The human mind, in its desire to know, understand, and control, mistakes its opinions and viewpoints for the truth. It says: this is how it is. You have to be larger than thought to realize that however you interpret "your life" or someone else's life or behavior, however you judge any situation, it is no more than a viewpoint, one of many possible perspectives. It is no more than a bundle of thoughts. But reality is one uniﬁed whole, in which all things are interwoven, where nothing exists in and by itself. Thinking fragments reality — it cuts it up into conceptual bits and pieces.
The thinking mind is a useful and powerful tool, but it is also very limiting when it takes over your life completely, when you don't realize that it is only a small aspect of the consciousness that you are.
Wisdom is not a product of thought. The deep knowing that is wisdom arises through the simple act of giving someone or something your full attention. Attention is primordial intelligence, consciousness itself. It dissolves the barriers created by conceptual thought, and with this comes the recognition that nothing exists in and by itself. It joins the perceiver and the perceived in a unifying ﬁeld of awareness. It is the healer of separation.

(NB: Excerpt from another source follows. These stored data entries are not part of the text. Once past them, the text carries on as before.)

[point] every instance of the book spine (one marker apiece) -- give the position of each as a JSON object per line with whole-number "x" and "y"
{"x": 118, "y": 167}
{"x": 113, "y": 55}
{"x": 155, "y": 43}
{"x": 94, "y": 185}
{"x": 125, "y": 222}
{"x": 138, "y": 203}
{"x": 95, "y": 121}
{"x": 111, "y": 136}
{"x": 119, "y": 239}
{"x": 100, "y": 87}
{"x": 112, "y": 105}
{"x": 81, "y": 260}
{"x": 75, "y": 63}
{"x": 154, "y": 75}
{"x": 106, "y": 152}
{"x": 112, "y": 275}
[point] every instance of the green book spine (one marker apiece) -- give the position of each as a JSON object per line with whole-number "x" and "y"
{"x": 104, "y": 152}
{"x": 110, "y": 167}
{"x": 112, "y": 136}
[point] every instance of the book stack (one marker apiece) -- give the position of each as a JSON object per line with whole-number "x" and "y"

Whenever you are immersed in compulsive thinking, you are avoiding what is. You don't want to be where you are. Here, Now.
Dogmas — religious, political, scientiﬁc — arise out of the erroneous belief that thought can encapsulate reality or the truth. Dogmas are collective conceptual prisons. And the strange thing is that people love their prison cells because they give them a sense of security and a false sense of "I know."
Nothing has inflicted more suffering on humanity than its dogmas. It is true that every dogma crumbles sooner or later, because reality will eventually disclose its falseness; however, unless the basic delusion of it is seen for what it is, it will be replaced by others.
What is this basic delusion? Identiﬁcation with thought.
Spiritual awakening is awakening from the dream of thought.